A key concept here is immunogenic cell death: some forms of cell death release “danger signals” that activate antigen-presenting cells, while others are comparatively silent. Intratumoral therapy aims to generate cell death plus the right innate cues so dendritic cells mature rather than merely clean up debris.
But the immune system is not a simple amplifier. Overstimulation, prolonged stimulation, or poorly targeted stimulation can recruit the wrong players: regulatory T cells, suppressive macrophages, exhausted effector T cells. So the challenge is to deliver inflammation that is informational, not just loud.

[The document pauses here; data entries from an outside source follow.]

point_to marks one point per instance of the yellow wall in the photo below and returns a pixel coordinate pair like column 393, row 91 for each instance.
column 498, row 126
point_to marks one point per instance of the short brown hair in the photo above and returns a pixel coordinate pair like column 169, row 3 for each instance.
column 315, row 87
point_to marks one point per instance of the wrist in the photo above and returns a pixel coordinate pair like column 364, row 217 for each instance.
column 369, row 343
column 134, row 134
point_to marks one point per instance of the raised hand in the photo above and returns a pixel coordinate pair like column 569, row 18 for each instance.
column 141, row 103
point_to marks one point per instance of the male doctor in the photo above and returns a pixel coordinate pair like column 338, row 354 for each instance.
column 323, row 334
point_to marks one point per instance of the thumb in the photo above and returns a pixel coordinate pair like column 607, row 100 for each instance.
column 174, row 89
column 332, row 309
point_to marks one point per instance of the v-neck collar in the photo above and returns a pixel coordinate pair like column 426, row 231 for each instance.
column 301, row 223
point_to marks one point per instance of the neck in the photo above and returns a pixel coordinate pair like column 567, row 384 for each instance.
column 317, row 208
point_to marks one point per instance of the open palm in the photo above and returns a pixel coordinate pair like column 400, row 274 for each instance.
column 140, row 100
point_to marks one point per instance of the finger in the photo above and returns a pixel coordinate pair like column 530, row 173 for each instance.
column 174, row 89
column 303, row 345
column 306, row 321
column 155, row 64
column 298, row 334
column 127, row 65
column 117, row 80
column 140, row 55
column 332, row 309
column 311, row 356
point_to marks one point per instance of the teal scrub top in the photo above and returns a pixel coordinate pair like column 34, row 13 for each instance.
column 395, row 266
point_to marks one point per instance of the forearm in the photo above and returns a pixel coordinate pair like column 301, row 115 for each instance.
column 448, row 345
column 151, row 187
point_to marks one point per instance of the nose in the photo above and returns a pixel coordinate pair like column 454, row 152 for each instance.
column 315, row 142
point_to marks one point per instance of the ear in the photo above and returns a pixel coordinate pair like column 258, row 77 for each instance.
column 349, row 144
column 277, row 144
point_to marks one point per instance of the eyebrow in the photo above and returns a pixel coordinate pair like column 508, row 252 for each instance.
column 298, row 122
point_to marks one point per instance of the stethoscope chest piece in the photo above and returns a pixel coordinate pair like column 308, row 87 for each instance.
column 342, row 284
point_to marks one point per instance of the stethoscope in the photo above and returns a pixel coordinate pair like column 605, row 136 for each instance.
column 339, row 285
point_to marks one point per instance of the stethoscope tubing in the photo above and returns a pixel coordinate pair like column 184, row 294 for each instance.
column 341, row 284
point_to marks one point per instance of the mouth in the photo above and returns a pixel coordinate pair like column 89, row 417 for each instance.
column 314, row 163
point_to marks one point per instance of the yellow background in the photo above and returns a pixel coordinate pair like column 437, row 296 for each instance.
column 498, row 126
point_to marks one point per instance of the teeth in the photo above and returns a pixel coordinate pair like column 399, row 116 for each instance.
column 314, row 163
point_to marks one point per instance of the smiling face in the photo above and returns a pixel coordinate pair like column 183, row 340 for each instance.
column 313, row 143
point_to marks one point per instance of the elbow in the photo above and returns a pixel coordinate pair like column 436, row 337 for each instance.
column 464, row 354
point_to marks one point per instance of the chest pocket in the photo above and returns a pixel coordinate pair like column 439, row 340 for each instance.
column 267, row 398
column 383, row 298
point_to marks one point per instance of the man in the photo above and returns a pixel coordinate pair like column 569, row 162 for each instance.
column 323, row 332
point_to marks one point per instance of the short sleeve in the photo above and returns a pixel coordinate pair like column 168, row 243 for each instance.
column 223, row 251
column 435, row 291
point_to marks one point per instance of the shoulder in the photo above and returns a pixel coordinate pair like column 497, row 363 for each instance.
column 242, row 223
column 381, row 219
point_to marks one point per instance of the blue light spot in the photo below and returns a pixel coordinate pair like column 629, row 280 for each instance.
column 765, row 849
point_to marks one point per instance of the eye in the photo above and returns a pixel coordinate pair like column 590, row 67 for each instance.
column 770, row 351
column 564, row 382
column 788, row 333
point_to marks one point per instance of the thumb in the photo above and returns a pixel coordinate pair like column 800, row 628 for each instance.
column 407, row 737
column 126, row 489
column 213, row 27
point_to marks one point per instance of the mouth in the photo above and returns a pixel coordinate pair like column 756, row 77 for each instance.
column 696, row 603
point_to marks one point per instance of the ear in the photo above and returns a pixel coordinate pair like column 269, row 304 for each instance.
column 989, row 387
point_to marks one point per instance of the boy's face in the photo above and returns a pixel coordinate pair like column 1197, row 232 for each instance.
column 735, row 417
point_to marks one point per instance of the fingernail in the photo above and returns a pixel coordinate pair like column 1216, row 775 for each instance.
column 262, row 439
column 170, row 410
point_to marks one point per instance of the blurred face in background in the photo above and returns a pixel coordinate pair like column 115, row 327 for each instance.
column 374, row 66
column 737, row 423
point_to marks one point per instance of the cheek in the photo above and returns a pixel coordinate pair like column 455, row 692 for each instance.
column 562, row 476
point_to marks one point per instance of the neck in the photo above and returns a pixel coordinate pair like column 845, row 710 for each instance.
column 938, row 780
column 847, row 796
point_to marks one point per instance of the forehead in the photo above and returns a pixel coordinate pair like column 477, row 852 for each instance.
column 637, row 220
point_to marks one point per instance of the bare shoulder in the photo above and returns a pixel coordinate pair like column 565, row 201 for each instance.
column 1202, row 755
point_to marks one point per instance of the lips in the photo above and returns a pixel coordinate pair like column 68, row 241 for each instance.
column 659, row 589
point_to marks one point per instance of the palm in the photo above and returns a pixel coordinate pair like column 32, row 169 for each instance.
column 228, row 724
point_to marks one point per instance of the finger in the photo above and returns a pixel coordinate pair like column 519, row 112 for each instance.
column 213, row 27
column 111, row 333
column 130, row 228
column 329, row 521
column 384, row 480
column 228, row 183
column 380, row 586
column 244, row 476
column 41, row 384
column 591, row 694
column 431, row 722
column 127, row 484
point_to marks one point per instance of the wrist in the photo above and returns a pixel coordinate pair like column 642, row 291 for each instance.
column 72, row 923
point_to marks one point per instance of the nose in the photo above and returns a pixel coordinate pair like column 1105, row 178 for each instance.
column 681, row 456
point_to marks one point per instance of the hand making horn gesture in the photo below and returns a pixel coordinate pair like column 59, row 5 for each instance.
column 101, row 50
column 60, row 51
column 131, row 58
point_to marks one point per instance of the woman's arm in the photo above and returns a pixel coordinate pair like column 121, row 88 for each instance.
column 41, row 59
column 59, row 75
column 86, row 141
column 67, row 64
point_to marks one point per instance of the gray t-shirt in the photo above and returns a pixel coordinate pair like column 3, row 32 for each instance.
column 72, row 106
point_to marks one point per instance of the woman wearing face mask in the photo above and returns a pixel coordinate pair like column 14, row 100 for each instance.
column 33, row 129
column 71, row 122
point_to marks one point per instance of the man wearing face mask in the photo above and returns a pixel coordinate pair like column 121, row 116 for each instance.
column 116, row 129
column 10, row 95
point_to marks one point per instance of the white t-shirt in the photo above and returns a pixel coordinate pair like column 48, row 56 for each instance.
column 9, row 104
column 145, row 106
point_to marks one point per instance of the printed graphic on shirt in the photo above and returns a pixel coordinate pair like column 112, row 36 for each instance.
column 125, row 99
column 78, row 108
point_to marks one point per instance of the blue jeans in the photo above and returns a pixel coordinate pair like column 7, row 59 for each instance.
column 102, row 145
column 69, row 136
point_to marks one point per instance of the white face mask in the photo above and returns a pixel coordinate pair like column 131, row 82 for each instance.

This is one reason controlled local delivery platforms matter: they can shape the magnitude and duration of innate activation, influencing whether the immune response is organized or chaotic.
3) Architecture: the tumor microenvironment is an immune filter
Even if antigen is abundant and adjuvant signals are present, tumors can still remain resistant because the tissue is physically and functionally organized to block immune effectors.
Architecture has multiple layers:
- Physical barriers: dense extracellular matrix can prevent immune cell penetration.
- Vascular barriers: abnormal vessels create irregular trafficking and hypoxia.
- Cellular zoning: suppressive myeloid cells may occupy perivascular spaces and exclude cytotoxic T cells.
- Signal gradients: cytokines and metabolites form microdomains that bias immune fate locally.
Architecture is why systemic checkpoint blockade can work brilliantly in some tumors and poorly in others. It is also why intratumoral strategies are attractive: they let one intervene at the level of tissue logic, not only molecular logic.
However, architecture is also why intratumoral therapy is not trivially repeatable. Two tumors in the same patient can have different architecture; two regions in the same tumor can behave differently. So the “vaccine” analogy is not one product replicated across bodies, but a process attempting to force an immune system to learn from a messy and evolving tissue.
The bridge to systemic impact: priming, trafficking, recognition
If the goal is systemic control (including abscopal-like outcomes), local immunotherapy must accomplish at least three downstream feats:
- Priming: generate tumor-reactive T cells in sufficient quantity and quality.
- Trafficking: enable these cells to reach distant lesions, survive, and infiltrate.
- Recognition: ensure the distant tumor presents the same relevant antigens and is not fully shielded by local suppression.
Intratumoral interventions can strongly influence priming and the “meaning” of antigen exposure. Trafficking and recognition often require additional factors: systemic immune tone, vascular access, and overcoming inhibitory pathways at distant sites.
This is why combination strategies are common in the field, and why careful clinical design matters more than slogans.
Conclusion: a sober promise
The intellectually honest promise of intratumoral immunotherapy is not that a tumor becomes a vaccine automatically. It is that local therapy can be engineered to create a high-quality immune lesson—one that makes tumor antigens legible, presented in a mature and activating context, within tissue architecture that permits effector function.
Put differently: the goal is not to inject hope into a tumor. The goal is to design the conditions under which the immune system can do what it already evolved to do—recognize, learn, remember, and eliminate—despite the tumor’s best attempts to scramble the lesson.
That’s a hard problem. It’s also the kind of problem that, when solved even partially, changes the shape of what oncology can be.